Additional providers — including Azure OpenAI, OpenAI direct, Google, and self-hosted endpoints — are configured to customer requirements during evaluation engagements. Tell us during onboarding which providers your deployment requires.


How models work by agent type#

Desktop AI tools#

Desktop tools like Claude Desktop, Cursor, ChatGPT, and Copilot use their own built-in model. Lens Agents has no involvement in the model layer — it provides tools and connectivity via MCP. The user's existing subscription or API key powers the intelligence. This means desktop tools can use any model their vendor supports, independently of what Lens Agents integrates directly.

External agents#

External agents (LangChain, CrewAI, Claude Agent SDK, custom frameworks) bring their own model configuration. The agent developer chooses the provider, model, and parameters. Lens Agents provides the tool execution environment through MCP — the model choice is outside the platform's scope.

Managed agents#

Managed agents route model requests through the platform's LLM proxy. The proxy supports the providers listed above and provides:

  • Usage extraction — token counts (input, output, cache read, cache write) and cost per request
  • Spending enforcement — budget checked before every LLM call. Exceeded budgets return a 429 error.
  • Audit logging — every model request is recorded with model name, token usage, cost, and prompt metadata
  • Prompt caching — stable context sections are cached across invocations to reduce latency and cost

The default model for managed agents is Claude (via AWS Bedrock). The classification model for alert suppression and channel routing is Claude Haiku.


Spending controls#

Spending controls apply to managed agent LLM usage.
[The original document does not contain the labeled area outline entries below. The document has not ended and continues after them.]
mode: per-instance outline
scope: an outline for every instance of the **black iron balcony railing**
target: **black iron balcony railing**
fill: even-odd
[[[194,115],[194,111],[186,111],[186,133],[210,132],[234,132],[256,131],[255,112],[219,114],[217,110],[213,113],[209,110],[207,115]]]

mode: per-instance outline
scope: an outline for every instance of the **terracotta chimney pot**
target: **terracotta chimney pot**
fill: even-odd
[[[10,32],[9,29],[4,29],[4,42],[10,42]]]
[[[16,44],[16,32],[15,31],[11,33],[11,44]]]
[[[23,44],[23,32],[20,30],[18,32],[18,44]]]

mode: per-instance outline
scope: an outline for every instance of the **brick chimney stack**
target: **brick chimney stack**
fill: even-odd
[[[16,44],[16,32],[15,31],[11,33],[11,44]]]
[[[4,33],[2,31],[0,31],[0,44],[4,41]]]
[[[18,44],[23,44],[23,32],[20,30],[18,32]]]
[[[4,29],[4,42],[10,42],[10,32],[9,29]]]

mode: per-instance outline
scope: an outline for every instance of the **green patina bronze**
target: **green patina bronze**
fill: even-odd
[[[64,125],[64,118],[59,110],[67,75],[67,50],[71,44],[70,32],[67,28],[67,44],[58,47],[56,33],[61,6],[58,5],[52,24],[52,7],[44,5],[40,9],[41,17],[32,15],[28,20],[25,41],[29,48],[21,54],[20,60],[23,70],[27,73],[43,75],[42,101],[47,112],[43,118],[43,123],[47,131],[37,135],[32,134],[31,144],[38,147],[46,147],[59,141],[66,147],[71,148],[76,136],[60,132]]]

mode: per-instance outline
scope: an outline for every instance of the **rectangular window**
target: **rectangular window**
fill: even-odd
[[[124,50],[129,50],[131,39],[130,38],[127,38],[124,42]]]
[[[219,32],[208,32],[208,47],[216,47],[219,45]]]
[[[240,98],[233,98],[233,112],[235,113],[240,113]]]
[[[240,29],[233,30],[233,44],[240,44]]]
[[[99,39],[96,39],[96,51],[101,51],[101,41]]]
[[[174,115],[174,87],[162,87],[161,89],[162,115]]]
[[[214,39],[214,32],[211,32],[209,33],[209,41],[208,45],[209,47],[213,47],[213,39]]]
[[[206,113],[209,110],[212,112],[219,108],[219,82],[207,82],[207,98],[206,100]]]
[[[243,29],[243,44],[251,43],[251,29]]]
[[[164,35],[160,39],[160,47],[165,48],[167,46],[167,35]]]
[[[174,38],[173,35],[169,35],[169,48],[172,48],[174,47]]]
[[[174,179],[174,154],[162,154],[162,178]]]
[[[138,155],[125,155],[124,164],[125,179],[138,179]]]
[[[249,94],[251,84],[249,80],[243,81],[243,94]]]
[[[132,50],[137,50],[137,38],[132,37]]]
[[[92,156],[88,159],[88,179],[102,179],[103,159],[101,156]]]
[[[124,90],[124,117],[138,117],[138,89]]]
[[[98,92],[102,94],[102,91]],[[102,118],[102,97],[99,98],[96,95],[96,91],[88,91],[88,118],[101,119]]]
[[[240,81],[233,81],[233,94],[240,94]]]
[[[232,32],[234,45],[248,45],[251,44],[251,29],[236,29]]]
They do not apply to desktop or external agents, because those agents use their own model provider and billing.

Spending limits can be set at three levels:

Level What it controls
Organization Total LLM spend across all managed agents
Team LLM spend for all managed agents in a team
Agent LLM spend for a single managed agent

When a limit is exceeded, the agent's next LLM request is rejected. Heartbeat monitoring skips gracefully and does not count as an error. Scheduled tasks notify the user that the budget has been exceeded.


Cost visibility#

LLM costs are tracked per request and visible in:

  • Cost Explorer — time-series cost breakdown by agent, team, or organization
  • Audit trail — LLM proxy events include token counts and cost per request
  • Agent overview — each agent's detail page shows 30-day LLM cost

Model configuration for managed agents#

Setting Default
Primary model Claude (via AWS Bedrock)
Classification model Claude Haiku
Temperature 0.3
Max output tokens 16,000 per response
Step limit 100 tool-use steps per invocation
Tool output truncation 30,000 characters per tool call

Prompt caching is applied automatically. Stable prompt sections (identity, workspace files, memory summary) are cached. Dynamic sections (timestamp, heartbeat context, recent messages) are not.